People rarely play these games for fun because practicing managing your attention is really hard and stressful and is basically the opposite of what most people are doing video games for. The reviews for example point out that the game is extremely hard very quickly, and they don't seem to realize that's the point: To explicitly challenge your ability to respond to distractions as practice.

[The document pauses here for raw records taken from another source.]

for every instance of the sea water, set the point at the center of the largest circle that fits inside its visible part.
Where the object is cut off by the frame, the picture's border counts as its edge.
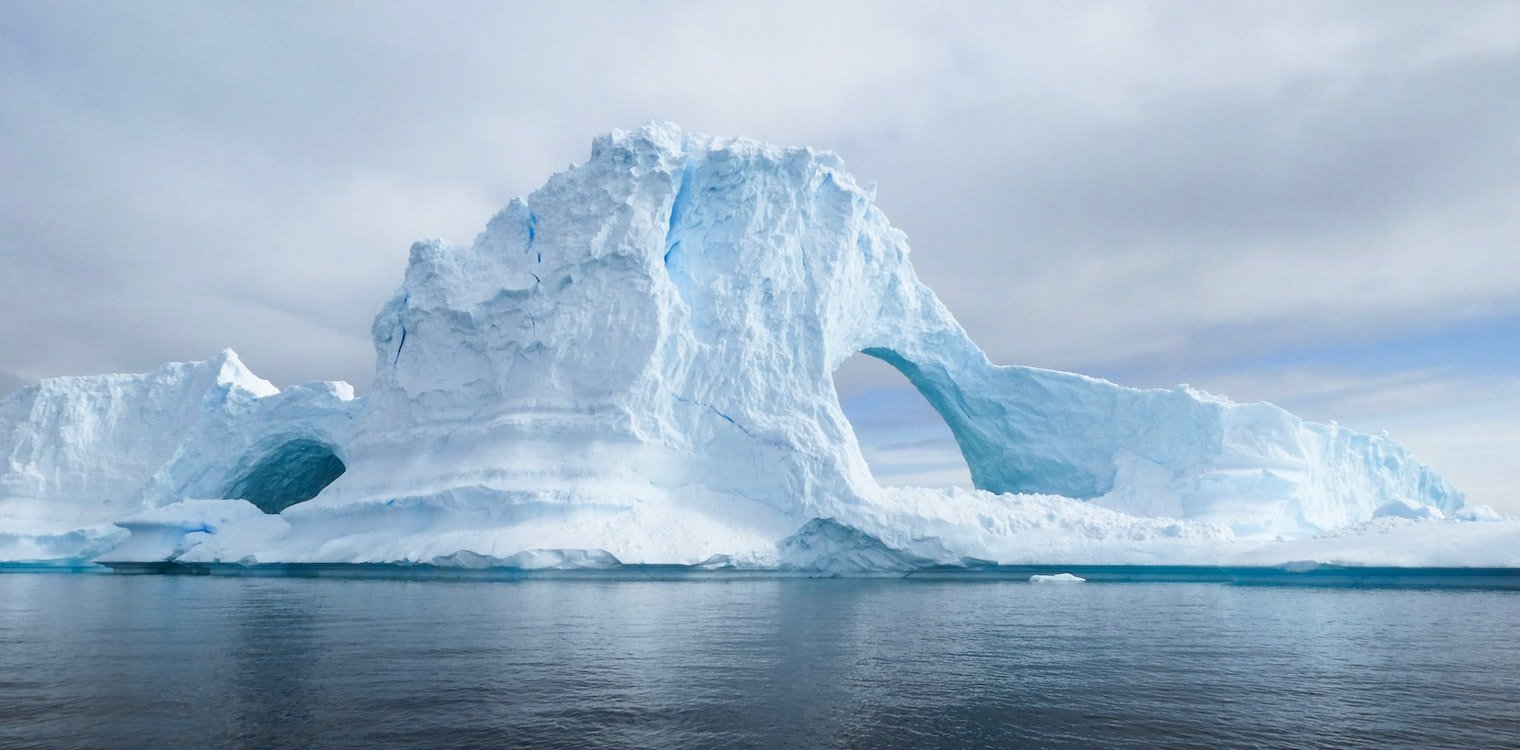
(113, 661)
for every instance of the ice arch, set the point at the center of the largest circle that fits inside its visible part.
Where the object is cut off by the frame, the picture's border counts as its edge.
(902, 435)
(292, 472)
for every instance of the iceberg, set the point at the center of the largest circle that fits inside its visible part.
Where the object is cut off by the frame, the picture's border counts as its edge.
(633, 365)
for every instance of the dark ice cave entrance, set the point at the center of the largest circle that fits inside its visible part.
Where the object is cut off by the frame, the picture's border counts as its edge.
(291, 473)
(903, 438)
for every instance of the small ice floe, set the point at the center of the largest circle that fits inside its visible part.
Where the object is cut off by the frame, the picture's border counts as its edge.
(1057, 578)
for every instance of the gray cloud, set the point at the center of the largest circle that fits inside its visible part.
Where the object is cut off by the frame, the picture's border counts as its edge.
(1134, 189)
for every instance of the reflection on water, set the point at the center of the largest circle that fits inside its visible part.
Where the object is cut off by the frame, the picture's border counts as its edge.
(99, 661)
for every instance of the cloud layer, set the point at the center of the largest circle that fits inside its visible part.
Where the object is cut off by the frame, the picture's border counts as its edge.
(1152, 192)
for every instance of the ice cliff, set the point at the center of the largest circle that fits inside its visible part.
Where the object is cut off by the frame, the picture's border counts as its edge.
(634, 364)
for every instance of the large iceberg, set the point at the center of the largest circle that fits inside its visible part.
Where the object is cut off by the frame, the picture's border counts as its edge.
(634, 365)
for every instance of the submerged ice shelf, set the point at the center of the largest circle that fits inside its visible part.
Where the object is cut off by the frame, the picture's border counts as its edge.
(633, 365)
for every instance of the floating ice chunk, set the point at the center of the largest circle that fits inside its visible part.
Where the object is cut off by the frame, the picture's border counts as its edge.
(1057, 578)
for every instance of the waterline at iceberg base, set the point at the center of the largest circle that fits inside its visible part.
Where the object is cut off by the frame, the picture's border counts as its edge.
(633, 367)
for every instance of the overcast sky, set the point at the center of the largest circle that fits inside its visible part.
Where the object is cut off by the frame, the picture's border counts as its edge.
(1315, 204)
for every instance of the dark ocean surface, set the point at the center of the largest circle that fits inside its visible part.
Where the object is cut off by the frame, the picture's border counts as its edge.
(113, 661)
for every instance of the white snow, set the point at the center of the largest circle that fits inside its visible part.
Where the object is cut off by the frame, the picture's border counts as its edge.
(634, 365)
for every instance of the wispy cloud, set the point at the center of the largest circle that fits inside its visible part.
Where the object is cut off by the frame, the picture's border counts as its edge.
(1134, 189)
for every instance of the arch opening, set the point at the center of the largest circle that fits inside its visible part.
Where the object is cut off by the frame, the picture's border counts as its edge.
(292, 472)
(903, 437)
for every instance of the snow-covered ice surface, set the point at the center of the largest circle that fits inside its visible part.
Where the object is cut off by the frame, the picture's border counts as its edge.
(1057, 578)
(634, 365)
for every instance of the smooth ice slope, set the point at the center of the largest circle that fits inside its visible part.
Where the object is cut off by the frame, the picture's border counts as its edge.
(634, 365)
(85, 452)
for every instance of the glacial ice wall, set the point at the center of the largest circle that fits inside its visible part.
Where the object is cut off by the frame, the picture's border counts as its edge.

Most games IMO do not fit this pattern enough to help ADHD. Further looking, I see their entire test of outcomes was a singular ADHD test called "TOVA", which primarily tests reaction time to a stimulus.

So, their paper (not an independent study BTW) says that if you play a game that challenges your reaction time for 20 minutes every day, you will do better on a test that asks you to have good reaction time for 21.6 (why) minutes.

Wow

IMO selling such a game as a subscription and "medicine" is pretty abhorrent. The only reason to do so is to charge absurd prices for a very simple game.